The private equity’s brand, fees and Mitt Romney’s candidacy’s for president were among the main topics in the first panel of Partner Connect on Wednesday, with Breakingviews’s Rob Cox moderating a panel with Harvard’s Josh Lerner, Teachers’ Private Capital Senior Vice President Jane Rowe and Benchmark Capital’s Peter Fenton.
Rowe offered a fairly strong defense of the industry, lamenting sound bites that focus on fees and compensation. While admitting that fees private equity firms charge can be high, she noted that the alternative investment program at Teachers’, which makes direct investments as well as investments in private equity funds, has generated a net IRR of 19 percent over 20 years. “We do actually help create value in companies.”
Josh Lerner said that policy makers in Washington D.C., generally speaking, are simply “shockingly unaware” of the nuanced differences between private equity, venture capital and hedge funds. “They all seem to fall into this category of rich white guys making money quickly,” he said. Exacerbating the problem, Lerner said, is “the speed of turnover” that characterizes a lot of policy circles in D.C.
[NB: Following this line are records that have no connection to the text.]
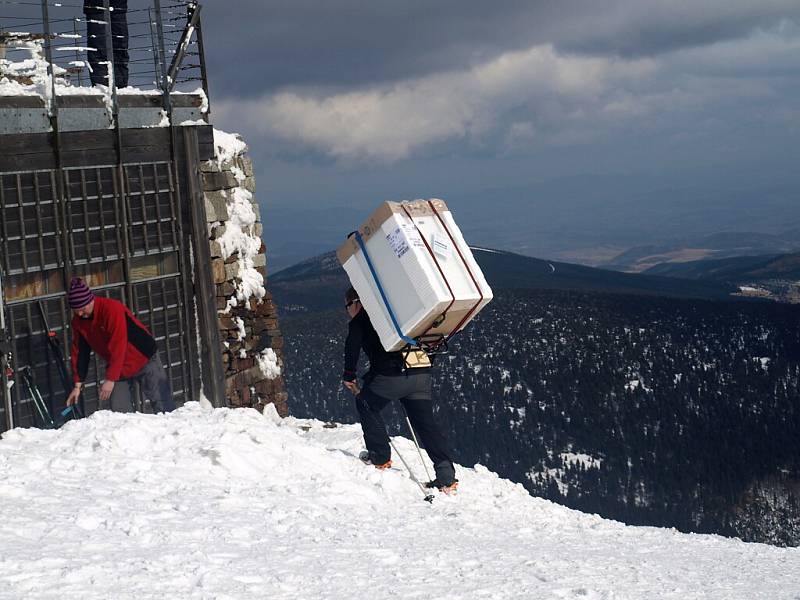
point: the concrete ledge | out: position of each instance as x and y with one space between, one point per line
28 114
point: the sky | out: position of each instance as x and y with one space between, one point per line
351 103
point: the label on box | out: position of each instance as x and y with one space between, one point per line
440 245
398 242
413 236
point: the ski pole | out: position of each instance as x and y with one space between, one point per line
428 497
416 443
38 401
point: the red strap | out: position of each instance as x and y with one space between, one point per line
438 266
463 260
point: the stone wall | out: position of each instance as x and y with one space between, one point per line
252 344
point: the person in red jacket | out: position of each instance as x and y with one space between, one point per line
109 328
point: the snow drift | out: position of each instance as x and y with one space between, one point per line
224 503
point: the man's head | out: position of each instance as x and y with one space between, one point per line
351 302
81 298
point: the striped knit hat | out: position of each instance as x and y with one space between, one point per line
79 293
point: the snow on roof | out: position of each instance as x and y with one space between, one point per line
224 503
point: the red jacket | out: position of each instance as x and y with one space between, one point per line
116 335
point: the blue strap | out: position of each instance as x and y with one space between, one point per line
405 338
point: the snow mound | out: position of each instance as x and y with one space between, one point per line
220 503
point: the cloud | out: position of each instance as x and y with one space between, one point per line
537 98
390 122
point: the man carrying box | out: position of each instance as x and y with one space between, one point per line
388 380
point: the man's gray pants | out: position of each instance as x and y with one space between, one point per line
413 390
154 383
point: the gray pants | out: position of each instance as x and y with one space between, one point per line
155 385
413 390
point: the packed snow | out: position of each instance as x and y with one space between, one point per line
232 504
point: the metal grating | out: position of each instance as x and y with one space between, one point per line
123 235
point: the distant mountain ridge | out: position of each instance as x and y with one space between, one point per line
319 283
646 259
738 269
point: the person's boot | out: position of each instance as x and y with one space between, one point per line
368 458
445 481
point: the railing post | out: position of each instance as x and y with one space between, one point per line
48 53
202 55
5 348
112 84
165 84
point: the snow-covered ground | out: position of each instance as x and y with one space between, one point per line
224 503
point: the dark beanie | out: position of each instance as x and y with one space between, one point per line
79 293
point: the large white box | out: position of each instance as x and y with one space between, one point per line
425 268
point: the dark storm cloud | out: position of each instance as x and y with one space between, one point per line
257 46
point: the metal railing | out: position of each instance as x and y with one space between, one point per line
164 41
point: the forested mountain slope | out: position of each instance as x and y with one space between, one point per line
649 410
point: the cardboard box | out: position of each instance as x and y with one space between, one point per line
425 268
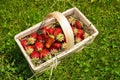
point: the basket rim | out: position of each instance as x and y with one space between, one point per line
66 52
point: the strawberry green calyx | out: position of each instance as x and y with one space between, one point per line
60 37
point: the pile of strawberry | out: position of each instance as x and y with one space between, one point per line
50 40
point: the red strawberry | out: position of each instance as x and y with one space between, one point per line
57 45
33 35
85 35
78 38
53 51
44 30
34 55
80 32
24 42
39 38
50 30
64 45
44 36
31 40
75 30
39 46
78 24
60 37
29 49
57 31
49 42
43 53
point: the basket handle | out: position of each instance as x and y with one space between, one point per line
67 30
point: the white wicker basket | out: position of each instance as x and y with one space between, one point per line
68 34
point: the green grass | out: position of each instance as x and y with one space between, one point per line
98 61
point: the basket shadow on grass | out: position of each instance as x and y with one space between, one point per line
21 65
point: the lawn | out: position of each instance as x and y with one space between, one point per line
98 61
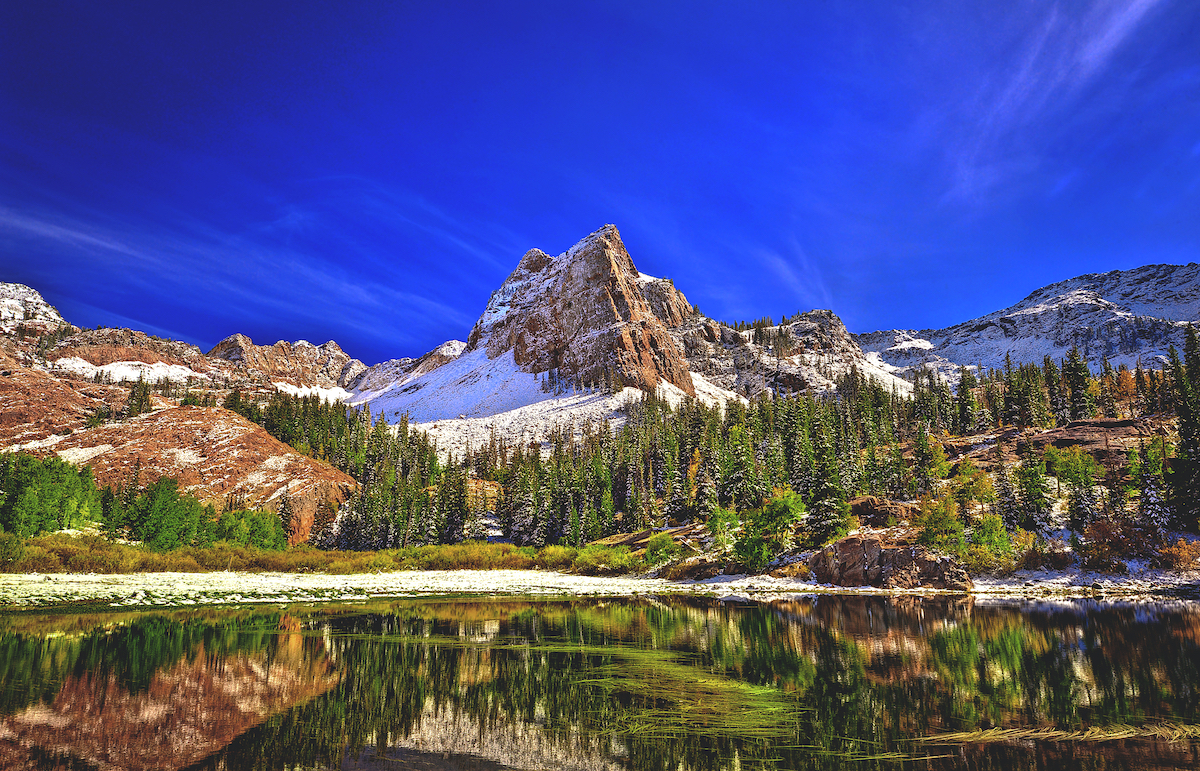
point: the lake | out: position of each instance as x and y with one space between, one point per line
663 683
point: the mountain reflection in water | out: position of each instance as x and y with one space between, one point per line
828 682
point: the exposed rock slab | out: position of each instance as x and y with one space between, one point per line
297 363
867 561
585 315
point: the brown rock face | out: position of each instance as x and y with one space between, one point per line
35 405
585 314
214 454
876 512
300 363
865 561
106 346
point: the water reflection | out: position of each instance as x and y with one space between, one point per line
829 682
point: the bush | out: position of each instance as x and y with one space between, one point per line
597 560
556 557
720 525
661 548
1181 556
941 526
12 549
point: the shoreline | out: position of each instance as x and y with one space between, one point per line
132 591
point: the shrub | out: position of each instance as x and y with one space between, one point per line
12 549
720 525
941 526
597 560
661 548
556 557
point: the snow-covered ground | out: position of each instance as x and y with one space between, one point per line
327 394
192 589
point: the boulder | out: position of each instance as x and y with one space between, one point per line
876 512
867 561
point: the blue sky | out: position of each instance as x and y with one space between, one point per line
371 172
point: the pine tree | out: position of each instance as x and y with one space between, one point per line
1078 378
1007 506
1032 491
829 512
1186 467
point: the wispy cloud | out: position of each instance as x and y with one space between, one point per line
255 274
1060 54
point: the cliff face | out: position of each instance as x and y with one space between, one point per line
1123 315
586 315
297 363
214 454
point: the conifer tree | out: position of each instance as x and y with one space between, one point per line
828 512
1078 378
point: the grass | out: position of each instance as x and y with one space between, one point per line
58 553
1168 731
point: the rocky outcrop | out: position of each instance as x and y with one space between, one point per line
1123 315
297 363
215 454
109 346
399 371
35 405
19 303
807 353
867 561
585 315
875 512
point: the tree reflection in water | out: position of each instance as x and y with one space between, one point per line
827 682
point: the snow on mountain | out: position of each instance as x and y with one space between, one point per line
813 351
19 303
1123 315
388 375
126 371
300 363
562 330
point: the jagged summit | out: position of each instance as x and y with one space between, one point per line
1123 315
585 315
19 303
294 363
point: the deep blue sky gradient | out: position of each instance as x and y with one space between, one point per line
371 172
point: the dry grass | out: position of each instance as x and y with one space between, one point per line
94 554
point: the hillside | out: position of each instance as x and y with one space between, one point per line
1123 315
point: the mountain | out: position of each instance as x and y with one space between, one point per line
298 364
570 339
1123 315
19 304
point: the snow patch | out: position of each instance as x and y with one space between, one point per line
126 371
327 394
79 455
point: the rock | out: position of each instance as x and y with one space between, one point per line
585 315
214 454
876 512
796 569
1123 315
865 561
298 363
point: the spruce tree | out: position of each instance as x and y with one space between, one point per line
828 512
1078 378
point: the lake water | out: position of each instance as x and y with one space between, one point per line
667 683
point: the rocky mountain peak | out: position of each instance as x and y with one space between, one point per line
19 303
586 315
298 363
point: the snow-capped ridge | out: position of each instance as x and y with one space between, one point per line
1123 315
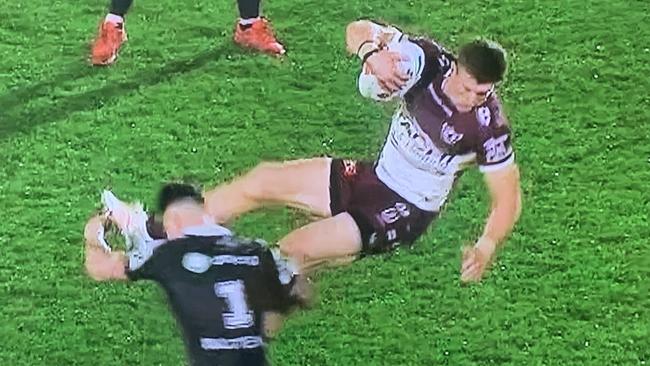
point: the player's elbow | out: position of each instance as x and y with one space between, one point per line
356 33
518 206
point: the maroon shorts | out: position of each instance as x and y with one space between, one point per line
384 218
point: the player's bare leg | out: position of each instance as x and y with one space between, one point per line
302 184
331 241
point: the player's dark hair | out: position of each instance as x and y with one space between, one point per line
484 60
174 192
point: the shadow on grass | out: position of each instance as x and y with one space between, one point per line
20 111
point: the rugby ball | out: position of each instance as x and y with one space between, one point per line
369 86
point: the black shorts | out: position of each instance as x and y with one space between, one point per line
384 218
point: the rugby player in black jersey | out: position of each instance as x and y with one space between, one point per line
218 285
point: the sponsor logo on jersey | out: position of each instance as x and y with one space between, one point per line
483 115
449 135
245 342
496 150
196 262
200 263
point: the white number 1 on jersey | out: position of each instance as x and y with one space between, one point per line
238 314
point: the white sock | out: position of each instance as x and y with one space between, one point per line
114 18
248 21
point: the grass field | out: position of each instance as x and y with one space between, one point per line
570 288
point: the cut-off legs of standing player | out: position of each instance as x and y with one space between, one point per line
251 31
449 119
218 285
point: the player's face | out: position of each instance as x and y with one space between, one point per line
466 92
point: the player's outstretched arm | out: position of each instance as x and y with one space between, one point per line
505 193
369 41
101 264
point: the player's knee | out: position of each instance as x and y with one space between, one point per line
261 181
294 250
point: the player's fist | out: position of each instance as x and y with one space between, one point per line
476 260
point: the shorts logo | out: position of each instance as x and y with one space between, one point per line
392 214
449 135
349 168
484 116
495 149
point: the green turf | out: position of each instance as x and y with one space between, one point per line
570 288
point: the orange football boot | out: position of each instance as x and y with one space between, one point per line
259 36
108 42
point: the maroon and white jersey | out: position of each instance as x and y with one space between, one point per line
430 142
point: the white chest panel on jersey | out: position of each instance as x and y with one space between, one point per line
414 167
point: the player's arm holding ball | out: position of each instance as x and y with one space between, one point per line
391 64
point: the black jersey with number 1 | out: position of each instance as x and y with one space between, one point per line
218 287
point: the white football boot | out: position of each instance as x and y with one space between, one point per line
130 218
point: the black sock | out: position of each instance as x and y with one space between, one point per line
248 8
120 7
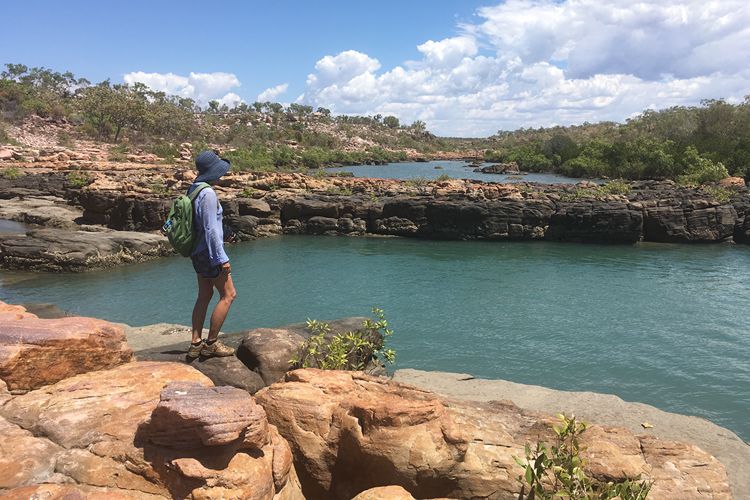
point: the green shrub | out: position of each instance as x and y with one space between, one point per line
557 470
719 193
345 350
700 170
10 173
118 152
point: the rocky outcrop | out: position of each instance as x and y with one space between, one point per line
268 351
190 415
96 430
62 250
124 211
37 352
350 432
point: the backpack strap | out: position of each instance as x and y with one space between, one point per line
199 187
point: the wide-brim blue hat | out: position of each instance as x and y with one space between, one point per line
210 166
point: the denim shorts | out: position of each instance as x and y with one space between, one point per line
203 267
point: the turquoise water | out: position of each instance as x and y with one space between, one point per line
455 169
662 324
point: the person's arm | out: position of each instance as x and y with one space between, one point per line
214 233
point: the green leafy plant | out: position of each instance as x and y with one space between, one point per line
10 173
558 470
351 350
77 180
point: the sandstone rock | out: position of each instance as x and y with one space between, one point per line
189 415
268 351
100 423
350 432
36 352
24 459
222 371
60 250
385 493
71 492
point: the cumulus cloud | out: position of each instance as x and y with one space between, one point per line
201 87
547 62
270 94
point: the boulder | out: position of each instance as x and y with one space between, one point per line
385 492
99 425
222 371
37 352
72 492
190 415
268 351
350 432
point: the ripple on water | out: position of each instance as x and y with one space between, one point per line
661 324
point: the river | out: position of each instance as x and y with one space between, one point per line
451 168
661 324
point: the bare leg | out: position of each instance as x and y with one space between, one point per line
227 293
205 292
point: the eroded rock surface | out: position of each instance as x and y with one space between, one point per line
64 250
350 432
93 429
36 352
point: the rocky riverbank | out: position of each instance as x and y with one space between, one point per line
101 208
128 428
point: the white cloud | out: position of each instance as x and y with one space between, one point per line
270 94
201 87
547 62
Cox posed the interesting question of what, if anything, Romney’s experience turning around companies would bring to the presidency. While acknowledging that private equity imparts certain skill sets, such as increasing productivity at portfolio companies, the complexity of the federal government “dwarves” challenges that private equity firms face with companies, Lerner said.
On the question of carried interest, Fenton, of Benchmark, said that any change in its tax treatment wouldn’t deter him or his firm. “I would pay to do our job, I love it so much,” he said, adding that the idea that tax changes would change that are “ludicrous.” “Our motivations remain the same, tax code independent.”
Looking to the future, Lerner predicted that in 10 years the private equity industry will be driven by firms that are based in emerging markets. These firms, like China’s Hony Capital, are positioning themselves to be the “megafunds of tomorrow,” Lerner said.